Laurent Mignon talks on Rabindranath Tagore in Turkey - 14th March 2013
Laurent Mignon, a Luxembourger and University Lecturer in Turkish and a Fellow of Saint Antony’s College, Oxford spoke on the reception of Rabindranath Tagore in Turkey.
A century ago in 1913 the Bengali polymath Rabindranath Tagore became the first non-European to win the Nobel Prize in literature. In the following decades, he was one of the most popular poets in Turkey, an exceptional case in a country where little attention was being paid to literary developments beyond eastern borders. Among Tagore’s earliest translators were some outstanding names of Turkish cultural and political life, such as İbrahim Hoyi, Bülent Ecevit and Orhan Burian. Mignon discussed the reception of Tagore in Turkey and his place in the Turkish literary world. A coincidental connection with Luxembourg comes through André Gide. Gide and W.B. Yeats were the two European writers to have recognised Tagore and to have popularised him in Europe. In fact it was through Gide and Yeats that Tagore became known in Turkey. Those of us who attended the tour of the Château de Colpach and talk given by our Cultural Advisor, Jean-Claude Müller in 2004 ( know that Gide had himself been a frequent visitor to Luxembourg. He was the guest of Emile Mayrisch, head of ARBED and his wife Aline who bought the Château in 1917. It seems unlikely that Tagore was not discussed. It may of course be taking coincidence too far to note that ARBED now forms the core of Arcelor Mittal the Indo-European steel company.
When you explore the reception of the works of a writer as diverse and exalting as Tagore, you learn more of those who take up his works than you learn of the works themselves. Laurent Mignon spoke elegantly, and with deep learning, about the response of Turkish thinkers of the first quarter of the last century to the writings of the great man. They saw in his works principles to inspire a new Turkish culture, freed from a repressive Islam and from the acquisitiveness and ill-informed derision of Western powers. Like him, they were drawn to absolutist political doctrines, which aspired to reunite the alienated and free the people from their economic and cultural shackles. Like him, they were drawn to the cult of the strong leader. Like him, they needed a pole to set against a rejectionist Western culture, and like him they saw education as the path to the fulfilment of every man’s and every woman’s potential. As Mignon told us, they conceptualised him, contextualised him and relativised him. In short, they adapted and harnessed his works to help further their literary and political aims. Tagore embodied a universal culture, for he knew and drew inspiration from many streams. Since the emergent nationalism of Turkey had to find its voice through ideals and literary forms drawn from many sources, Tagore gave them a rich material, broad in its scope and profound in its implications.

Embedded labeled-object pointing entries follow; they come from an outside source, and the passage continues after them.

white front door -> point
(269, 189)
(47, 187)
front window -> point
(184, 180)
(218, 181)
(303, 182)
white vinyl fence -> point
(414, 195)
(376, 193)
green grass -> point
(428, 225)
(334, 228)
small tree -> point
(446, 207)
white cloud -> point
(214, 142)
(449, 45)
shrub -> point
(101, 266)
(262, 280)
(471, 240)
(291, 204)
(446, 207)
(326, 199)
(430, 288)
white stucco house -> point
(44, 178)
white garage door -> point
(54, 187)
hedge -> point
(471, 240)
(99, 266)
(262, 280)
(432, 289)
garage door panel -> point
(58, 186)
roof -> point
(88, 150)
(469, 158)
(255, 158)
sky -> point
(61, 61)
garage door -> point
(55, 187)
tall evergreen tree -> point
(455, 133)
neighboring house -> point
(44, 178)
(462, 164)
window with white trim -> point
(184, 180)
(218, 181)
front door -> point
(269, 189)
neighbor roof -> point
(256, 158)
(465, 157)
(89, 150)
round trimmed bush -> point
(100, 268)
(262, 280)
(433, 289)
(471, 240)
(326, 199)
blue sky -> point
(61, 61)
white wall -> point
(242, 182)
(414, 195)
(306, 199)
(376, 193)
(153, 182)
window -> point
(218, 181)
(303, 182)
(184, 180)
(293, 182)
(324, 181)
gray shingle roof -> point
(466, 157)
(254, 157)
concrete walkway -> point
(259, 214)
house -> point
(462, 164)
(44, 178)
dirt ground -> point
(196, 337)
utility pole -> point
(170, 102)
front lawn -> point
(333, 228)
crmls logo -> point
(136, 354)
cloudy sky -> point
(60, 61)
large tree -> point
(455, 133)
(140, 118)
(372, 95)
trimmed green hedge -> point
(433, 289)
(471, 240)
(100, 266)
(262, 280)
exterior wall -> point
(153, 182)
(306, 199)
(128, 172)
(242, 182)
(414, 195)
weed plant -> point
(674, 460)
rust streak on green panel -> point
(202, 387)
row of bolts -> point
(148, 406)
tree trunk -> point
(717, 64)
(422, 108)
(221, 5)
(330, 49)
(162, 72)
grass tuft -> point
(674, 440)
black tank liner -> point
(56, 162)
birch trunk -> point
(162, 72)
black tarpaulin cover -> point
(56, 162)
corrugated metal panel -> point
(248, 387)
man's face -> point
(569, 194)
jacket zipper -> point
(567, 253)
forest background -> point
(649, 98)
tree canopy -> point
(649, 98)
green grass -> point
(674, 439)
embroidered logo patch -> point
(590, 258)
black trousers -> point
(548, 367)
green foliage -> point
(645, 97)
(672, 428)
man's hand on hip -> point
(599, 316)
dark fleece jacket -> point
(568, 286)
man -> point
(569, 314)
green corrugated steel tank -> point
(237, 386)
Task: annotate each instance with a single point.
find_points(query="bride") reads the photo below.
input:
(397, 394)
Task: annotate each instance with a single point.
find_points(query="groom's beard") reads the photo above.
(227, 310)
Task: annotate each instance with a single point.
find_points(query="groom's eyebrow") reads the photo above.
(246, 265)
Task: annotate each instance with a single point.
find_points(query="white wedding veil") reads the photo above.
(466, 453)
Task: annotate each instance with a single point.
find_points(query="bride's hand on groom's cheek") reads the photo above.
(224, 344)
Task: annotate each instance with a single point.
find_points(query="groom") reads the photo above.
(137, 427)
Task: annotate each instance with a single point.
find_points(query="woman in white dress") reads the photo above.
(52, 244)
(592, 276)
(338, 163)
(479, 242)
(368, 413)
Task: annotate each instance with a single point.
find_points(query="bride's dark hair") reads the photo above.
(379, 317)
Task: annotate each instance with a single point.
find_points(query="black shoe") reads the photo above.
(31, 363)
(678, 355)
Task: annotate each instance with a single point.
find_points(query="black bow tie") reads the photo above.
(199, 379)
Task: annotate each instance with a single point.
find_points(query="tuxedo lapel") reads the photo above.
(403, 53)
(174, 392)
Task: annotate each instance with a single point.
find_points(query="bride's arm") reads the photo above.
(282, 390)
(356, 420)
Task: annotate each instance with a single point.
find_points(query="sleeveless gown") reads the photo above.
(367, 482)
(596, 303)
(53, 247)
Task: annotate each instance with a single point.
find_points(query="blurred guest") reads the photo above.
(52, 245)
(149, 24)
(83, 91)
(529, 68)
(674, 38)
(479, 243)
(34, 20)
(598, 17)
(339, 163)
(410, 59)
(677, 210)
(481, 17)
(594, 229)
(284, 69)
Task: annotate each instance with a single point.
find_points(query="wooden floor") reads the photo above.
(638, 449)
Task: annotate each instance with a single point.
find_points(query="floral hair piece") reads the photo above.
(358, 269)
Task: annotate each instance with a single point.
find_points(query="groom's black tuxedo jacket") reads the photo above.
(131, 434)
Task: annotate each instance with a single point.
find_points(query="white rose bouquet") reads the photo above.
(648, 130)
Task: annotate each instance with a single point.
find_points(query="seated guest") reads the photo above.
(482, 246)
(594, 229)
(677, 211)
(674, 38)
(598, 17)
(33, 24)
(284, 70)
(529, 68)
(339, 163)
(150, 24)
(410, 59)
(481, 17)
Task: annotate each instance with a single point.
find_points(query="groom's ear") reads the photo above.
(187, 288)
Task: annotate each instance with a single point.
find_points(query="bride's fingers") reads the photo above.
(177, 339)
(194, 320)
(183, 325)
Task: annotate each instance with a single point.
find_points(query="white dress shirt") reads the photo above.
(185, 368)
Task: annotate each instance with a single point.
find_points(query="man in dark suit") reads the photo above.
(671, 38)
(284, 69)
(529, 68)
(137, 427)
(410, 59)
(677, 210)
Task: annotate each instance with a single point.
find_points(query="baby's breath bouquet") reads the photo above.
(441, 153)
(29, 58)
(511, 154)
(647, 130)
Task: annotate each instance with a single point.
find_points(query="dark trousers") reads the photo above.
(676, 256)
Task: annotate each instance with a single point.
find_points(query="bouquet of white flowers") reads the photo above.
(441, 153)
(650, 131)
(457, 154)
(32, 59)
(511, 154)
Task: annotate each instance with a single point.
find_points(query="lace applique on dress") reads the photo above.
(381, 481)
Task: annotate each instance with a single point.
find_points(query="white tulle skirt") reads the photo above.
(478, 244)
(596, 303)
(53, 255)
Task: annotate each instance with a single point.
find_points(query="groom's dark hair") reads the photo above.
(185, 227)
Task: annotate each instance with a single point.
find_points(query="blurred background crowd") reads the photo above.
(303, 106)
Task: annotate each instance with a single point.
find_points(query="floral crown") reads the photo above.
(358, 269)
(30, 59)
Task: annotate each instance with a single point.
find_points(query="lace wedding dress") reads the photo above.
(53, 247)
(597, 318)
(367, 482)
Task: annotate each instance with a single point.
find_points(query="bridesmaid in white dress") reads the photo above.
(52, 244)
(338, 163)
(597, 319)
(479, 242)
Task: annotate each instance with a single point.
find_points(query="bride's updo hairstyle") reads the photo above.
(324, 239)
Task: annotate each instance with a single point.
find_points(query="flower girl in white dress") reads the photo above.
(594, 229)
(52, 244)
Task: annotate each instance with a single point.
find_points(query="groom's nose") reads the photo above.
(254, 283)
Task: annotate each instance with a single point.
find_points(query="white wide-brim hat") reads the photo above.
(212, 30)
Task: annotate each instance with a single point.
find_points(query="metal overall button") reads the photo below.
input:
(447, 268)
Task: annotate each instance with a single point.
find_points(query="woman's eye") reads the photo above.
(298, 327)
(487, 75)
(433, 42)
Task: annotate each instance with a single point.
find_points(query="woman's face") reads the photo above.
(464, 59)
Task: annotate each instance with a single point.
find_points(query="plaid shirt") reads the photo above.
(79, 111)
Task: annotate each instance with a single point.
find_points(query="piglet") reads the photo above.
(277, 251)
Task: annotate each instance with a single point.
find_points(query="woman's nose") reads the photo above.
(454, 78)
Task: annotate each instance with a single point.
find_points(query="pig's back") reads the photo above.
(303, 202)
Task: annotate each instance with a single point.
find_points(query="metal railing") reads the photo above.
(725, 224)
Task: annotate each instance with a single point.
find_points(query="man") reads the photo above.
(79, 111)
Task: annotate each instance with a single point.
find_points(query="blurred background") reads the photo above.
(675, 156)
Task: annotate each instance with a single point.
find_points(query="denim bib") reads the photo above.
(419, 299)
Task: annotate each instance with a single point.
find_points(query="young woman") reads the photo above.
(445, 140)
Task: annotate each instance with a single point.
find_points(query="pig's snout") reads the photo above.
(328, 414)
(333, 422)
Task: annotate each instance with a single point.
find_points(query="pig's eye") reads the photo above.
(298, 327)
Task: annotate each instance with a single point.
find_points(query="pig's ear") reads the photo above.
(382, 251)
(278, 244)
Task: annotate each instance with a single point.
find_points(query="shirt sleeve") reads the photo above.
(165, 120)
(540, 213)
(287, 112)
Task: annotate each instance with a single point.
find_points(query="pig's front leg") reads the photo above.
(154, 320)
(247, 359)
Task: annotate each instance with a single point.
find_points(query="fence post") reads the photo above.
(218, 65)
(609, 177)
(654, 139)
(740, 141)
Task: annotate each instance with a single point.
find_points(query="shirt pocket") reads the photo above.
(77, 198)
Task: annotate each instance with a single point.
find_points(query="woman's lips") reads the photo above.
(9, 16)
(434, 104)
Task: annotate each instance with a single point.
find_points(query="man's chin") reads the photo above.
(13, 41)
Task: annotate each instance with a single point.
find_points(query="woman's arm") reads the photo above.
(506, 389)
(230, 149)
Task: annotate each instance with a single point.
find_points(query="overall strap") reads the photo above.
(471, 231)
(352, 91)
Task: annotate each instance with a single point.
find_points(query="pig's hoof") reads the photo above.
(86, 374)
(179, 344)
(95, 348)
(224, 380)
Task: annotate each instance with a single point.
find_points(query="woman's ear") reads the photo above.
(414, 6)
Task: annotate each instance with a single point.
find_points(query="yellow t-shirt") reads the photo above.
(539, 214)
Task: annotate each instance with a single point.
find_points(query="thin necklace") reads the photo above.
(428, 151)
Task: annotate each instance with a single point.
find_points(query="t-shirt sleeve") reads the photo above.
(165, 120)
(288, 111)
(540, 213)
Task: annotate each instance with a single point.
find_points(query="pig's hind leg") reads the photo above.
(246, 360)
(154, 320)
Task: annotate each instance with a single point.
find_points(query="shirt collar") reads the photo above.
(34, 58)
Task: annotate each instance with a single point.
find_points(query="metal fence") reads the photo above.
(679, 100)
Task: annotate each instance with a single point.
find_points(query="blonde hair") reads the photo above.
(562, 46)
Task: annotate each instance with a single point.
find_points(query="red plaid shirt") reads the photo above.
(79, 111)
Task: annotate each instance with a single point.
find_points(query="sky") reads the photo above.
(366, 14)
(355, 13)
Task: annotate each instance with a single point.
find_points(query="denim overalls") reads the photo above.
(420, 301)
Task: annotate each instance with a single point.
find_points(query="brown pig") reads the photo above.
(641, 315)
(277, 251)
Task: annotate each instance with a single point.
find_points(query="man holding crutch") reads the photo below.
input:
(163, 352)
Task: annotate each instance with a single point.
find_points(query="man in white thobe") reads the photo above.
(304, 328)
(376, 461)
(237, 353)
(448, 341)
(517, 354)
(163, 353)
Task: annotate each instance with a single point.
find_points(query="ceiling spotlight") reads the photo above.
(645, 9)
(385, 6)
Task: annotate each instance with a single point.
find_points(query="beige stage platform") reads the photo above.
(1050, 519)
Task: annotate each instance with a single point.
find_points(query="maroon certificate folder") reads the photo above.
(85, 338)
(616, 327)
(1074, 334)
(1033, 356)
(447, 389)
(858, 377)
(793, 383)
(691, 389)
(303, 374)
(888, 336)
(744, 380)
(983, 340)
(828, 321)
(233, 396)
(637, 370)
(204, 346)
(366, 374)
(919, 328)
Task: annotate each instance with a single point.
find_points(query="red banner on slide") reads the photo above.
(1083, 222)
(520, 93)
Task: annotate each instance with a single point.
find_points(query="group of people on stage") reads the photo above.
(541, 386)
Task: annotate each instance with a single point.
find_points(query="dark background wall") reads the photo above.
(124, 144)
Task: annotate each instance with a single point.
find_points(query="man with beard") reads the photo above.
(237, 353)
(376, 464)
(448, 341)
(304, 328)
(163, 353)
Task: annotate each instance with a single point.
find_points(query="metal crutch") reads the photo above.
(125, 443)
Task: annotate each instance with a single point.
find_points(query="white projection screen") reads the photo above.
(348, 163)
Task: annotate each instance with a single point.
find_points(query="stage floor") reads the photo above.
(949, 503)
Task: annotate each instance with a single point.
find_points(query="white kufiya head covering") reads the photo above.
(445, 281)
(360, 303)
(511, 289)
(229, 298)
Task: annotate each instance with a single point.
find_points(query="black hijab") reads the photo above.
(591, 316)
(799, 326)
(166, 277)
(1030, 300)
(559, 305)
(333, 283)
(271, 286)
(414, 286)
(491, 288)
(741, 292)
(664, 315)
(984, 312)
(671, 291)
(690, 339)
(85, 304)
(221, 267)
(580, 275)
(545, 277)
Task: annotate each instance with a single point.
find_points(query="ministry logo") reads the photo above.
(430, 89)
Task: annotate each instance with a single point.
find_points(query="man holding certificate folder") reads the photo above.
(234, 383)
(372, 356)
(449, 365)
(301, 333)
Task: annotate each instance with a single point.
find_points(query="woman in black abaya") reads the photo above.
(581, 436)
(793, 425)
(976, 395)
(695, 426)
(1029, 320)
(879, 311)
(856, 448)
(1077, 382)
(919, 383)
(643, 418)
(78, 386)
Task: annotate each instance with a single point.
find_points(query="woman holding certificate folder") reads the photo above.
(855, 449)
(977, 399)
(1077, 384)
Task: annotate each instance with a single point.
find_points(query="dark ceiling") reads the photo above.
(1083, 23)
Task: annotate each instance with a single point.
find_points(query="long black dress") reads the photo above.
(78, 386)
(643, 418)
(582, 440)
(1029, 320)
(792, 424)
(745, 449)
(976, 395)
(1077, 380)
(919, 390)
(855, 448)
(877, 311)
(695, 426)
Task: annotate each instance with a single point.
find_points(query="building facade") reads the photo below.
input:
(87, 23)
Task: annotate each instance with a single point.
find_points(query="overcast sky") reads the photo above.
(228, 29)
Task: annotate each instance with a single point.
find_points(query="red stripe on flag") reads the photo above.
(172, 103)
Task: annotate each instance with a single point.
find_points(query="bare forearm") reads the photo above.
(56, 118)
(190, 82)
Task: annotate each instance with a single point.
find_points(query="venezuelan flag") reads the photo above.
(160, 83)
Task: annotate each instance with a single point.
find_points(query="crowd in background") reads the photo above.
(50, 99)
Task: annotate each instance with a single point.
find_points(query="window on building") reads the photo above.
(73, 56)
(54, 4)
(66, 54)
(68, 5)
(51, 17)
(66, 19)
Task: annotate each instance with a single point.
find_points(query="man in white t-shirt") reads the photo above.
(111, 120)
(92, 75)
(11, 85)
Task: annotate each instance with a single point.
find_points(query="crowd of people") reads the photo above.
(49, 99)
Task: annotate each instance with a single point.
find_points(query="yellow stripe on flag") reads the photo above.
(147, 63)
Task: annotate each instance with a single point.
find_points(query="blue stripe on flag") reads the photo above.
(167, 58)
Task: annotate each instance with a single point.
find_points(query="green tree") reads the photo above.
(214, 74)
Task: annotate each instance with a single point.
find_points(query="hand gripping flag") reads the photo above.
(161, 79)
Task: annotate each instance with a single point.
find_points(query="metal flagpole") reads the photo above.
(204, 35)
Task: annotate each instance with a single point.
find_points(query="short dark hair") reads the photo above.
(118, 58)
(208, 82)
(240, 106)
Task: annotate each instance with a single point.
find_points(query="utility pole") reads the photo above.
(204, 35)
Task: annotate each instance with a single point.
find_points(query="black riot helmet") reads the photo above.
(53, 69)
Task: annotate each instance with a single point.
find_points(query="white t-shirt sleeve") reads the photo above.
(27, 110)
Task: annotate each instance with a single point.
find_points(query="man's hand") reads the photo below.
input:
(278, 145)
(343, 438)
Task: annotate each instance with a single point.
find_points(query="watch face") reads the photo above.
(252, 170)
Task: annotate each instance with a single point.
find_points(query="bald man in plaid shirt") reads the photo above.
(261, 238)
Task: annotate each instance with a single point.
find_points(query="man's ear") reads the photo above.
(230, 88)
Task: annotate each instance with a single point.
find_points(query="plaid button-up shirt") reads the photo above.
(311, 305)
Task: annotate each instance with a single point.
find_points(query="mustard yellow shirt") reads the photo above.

Dr. Mignon’s research interests include modern Turkish literature and intellectual history, minority literature, socialist literature, biblical themes in Turkish literature and modern Jewish intellectual history. He is currently working on the emergence of Judeo-Turkish literature and on an alternative history of modern Turkish literature. He is also a member of the research group The Yogi and the Dervish. New Religious Movements in Turkey at the Orient-Institut Istanbul. His latest book is Ana Metne Taşınan Dipnotlar (Footnotes Moving to the Main Text, 2009).
His highly learned talk will form the basis of a published academic article. A summary of the talk will be posted shortly.